2. By the use of single homoeopathic remedies. In the modern age it is impossible to determine singe homoeopathic remedies by repertorization. They can be much more easily determined by resonance testing. Here, even expert homoeopaths who are relatively new to EAV/VR testing can surprise themselves. This is because there is no real common element with classical homoeopathy. We are searching for the remedy that erases the information of the key nosode(s). As above, the use of drainage remedies should be considered.
3. It is also possible to remove toxic information by the use of the special FM Complexes: 9 (rheumatoid), 11 Benzochinone, 14 Sulphur. The specific remedy for therapy is determined by testing. Drainage remedies are selected as above.
4. It is also possible to receive and record inverted specific electro-magnetic oscillations from the patient using hand or foot electrodes, or by using body fluids. Intox. III helps to reveal the meridian(s) that is likely to be involved with the specific toxic information. By using the inverted signals from the patient and by defining the involved meridians then inverse information can be used in treatment and in the making of autonosodes.

The meridians can be tested by using the Kern Pharma Meridian Complexes (FM Meridian accords).

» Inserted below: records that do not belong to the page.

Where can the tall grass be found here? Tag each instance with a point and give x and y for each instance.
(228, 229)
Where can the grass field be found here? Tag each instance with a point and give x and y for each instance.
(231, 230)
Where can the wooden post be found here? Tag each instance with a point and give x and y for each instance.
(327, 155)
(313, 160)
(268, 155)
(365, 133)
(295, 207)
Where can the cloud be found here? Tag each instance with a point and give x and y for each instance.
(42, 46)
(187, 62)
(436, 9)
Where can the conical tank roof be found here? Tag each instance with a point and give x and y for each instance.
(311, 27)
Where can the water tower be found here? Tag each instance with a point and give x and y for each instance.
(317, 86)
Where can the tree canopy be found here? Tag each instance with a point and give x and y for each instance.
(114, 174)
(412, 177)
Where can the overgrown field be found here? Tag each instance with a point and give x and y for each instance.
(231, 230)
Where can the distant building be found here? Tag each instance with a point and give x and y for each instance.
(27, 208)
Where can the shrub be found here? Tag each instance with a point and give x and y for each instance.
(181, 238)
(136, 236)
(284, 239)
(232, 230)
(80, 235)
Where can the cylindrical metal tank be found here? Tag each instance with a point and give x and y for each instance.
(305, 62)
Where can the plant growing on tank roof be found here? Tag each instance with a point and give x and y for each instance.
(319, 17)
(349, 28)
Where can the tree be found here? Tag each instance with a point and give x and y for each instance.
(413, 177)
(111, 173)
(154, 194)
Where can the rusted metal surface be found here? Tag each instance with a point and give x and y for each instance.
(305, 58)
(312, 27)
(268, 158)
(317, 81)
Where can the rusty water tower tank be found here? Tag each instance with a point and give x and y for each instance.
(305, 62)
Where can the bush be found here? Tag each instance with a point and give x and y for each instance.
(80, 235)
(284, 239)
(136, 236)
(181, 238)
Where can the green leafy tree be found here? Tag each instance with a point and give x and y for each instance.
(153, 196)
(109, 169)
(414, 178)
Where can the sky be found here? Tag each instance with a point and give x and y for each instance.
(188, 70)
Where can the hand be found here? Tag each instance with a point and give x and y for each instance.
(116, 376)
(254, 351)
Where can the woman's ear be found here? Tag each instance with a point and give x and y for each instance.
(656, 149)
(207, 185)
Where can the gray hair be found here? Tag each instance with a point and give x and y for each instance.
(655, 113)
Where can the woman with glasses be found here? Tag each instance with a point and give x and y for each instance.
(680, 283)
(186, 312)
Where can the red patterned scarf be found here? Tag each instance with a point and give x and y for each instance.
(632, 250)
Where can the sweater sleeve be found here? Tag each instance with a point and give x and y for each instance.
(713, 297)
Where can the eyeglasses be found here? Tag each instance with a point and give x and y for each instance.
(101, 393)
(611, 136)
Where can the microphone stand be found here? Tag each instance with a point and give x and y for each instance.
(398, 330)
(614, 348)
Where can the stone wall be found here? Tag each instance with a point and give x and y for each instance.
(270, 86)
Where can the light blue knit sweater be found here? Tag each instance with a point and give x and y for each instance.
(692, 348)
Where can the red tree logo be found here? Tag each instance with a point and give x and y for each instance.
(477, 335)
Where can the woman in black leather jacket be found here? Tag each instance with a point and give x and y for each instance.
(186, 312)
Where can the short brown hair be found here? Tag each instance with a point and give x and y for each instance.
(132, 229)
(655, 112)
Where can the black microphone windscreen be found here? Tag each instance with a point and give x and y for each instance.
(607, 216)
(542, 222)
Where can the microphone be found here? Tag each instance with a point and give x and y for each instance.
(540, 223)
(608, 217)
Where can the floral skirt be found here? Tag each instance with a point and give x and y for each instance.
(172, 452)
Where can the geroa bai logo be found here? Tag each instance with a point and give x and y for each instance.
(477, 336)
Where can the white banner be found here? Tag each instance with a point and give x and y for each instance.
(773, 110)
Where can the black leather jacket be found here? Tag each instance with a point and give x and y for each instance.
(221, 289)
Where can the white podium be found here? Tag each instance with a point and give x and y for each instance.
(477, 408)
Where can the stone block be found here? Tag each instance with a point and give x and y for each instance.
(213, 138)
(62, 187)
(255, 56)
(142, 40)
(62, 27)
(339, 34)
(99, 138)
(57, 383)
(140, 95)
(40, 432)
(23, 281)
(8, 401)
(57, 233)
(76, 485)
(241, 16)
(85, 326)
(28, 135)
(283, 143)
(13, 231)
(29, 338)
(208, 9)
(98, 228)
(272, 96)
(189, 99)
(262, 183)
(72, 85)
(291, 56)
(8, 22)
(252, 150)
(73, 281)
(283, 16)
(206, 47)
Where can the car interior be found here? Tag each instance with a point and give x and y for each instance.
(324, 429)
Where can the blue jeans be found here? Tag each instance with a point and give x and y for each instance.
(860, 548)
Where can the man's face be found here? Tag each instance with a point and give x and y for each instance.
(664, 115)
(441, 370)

As a rule, excess conditions in the meridian correspond to acute conditions and insufficiency in the meridians corresponds to chronic conditions.

These observations and notes on VR Testing are aimed at the relative newcomer to bioresonance testing. It is the author’s hope that readers, including more experienced practitioners, will find some points that might be helpful to patients. Much testing and monitoring can be done through the index tests. It is our task to try to restore the indices to their optimum value for the patient.

Happy testing!

An Exclusive Article for Members
From THE BRIDGE Newsletter of OIRF
Published September 2012

© Copyright 2012, Dr. Tony Scott-Morley, UK

Footnotes:

(1) It is my view that in order to avoid controversy we should avoid the use of the term “diagnosis”. Let us leave this term to orthodox medicine and instead use the term “assessment” or “information assessment”. By being careful with terminology we can avoid much of the conflict that can arise with conventional medical diagnosis.

(2) Coincidentally, Dr. Erwin Schramm of Vienna was, unbeknownst to Dr. Schimmel, also working on a one point test.